MacLennan, John Hugh

  • From Wikipedia, the free encyclopedia: See full biography at: https://en.wikipedia.org/wiki/Hugh_MacLennan
  • Biography:
    • John Hugh MacLennan CC CQ FRSL FRSC (March 20, 1907 – November 9, 1990) was a Canadian writer and professor of English at McGill University. He won five Governor General’s Awards and a Royal Bank Award.
    • MacLennan was born in Glace Bay, Nova Scotia, on March 20, 1907. His parents were Samuel MacLennan, a colliery physician, and Katherine MacQuarrie; Hugh also had an older sister named Frances. Samuel was a stern Calvinist, while Katherine was creative, warm and dreamy, and both parents would be large influences on Hugh’s character. In 1913, the family spent several months in London while Samuel took on further study to become a medical specialist. On returning to Canada, they briefly lived in Sydney, Nova Scotia, before settling in Halifax.In December 1917, young Hugh experienced the Halifax Explosion, which he would later write about in his first published novel, Barometer Rising.
    • His most famous novel, Two Solitudes, a literary allegory for the tensions between English and French Canada, followed in 1945. That year, he left Lower Canada College. Two Solitudes won MacLennan his first Governor General’s Award for Fiction. In 1948, MacLennan published The Precipice, which again won the Governor General’s Award. The following year, he published a collection of essays, Cross Country, which won the Governor General’s Award for Non-Fiction.

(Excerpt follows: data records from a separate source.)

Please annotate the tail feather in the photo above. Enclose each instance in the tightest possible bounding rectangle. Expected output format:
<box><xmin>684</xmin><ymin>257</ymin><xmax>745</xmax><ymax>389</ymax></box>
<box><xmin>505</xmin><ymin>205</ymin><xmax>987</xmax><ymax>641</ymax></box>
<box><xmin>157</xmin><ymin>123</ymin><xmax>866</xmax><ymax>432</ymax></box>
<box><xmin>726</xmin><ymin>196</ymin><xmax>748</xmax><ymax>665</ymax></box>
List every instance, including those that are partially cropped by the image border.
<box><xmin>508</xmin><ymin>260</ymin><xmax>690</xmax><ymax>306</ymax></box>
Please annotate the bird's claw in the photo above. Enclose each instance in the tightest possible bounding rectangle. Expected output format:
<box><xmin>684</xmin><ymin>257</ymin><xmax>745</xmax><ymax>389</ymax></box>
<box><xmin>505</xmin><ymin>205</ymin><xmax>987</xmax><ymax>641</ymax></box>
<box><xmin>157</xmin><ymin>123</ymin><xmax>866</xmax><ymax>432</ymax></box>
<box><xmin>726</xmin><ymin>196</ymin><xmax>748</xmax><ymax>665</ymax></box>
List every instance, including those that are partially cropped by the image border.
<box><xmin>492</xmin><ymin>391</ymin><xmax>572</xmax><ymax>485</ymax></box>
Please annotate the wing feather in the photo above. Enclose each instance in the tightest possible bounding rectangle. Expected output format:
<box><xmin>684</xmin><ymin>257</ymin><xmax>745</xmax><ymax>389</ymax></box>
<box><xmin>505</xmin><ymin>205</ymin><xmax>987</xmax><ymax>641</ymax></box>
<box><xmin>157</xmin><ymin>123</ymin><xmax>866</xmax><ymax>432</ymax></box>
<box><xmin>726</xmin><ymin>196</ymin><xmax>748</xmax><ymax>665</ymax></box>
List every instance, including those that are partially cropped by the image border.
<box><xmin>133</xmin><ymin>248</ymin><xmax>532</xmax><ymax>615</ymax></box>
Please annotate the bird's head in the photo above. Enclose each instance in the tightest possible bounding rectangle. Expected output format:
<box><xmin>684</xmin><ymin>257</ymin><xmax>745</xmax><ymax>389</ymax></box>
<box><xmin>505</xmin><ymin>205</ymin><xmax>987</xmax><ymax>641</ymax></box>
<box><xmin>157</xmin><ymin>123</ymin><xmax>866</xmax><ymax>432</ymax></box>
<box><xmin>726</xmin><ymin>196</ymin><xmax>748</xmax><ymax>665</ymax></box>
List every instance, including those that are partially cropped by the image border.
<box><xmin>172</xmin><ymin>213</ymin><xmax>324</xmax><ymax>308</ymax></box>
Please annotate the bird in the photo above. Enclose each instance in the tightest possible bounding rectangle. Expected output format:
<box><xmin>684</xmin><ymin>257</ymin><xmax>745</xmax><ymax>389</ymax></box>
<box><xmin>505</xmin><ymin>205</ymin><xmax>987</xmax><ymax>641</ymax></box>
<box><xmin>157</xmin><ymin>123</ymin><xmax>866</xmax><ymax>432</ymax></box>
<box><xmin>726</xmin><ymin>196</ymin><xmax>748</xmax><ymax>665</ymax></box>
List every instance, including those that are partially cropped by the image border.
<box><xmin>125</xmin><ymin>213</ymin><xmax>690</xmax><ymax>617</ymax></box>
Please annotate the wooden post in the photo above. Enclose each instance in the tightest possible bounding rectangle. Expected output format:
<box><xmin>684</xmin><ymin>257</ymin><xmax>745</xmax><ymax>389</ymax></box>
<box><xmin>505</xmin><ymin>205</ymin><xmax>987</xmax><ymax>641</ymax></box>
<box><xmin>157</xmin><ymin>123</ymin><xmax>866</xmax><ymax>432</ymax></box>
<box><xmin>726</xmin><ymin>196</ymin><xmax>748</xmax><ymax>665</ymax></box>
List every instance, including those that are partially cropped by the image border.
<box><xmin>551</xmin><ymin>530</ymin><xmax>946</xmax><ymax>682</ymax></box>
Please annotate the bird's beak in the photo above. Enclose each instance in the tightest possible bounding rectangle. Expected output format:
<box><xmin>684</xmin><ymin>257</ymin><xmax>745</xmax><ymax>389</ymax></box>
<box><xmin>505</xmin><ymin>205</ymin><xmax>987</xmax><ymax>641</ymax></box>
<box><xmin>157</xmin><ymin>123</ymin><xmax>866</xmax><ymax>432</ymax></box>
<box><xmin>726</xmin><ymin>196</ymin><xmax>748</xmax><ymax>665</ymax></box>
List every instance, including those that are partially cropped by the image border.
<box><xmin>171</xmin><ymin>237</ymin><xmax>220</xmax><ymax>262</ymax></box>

    • In 1951, MacLennan returned to teaching, accepting a position at McGill University. In 1952, he was made a fellow of the Royal Society of Canada and awarded the society’s Lorne Pierce Medal. In 1954, he published another essay collection, Thirty and Three, which again won the Governor General’s Award for Non-Fiction. In 1956, he was made a fellow of the Royal Society of Literature.
    • One of MacLennan’s students at McGill was Marian Engel, who became a noted Canadian novelist in the 1970s. He served as her master’s supervisor in c. 1958. Another notable student was Leonard Cohen, the popular songwriter, poet and novelist.
    • In 1967 he was made a Companion of the Order of Canada. In 1985 he was made a Knight of the National Order of Quebec.
    • The Canadian band The Tragically Hip, on their album Fully Completely, have a song called “Courage (for Hugh MacLennan)”. A passage from The Watch That Ends the Night is adapted for use in the song.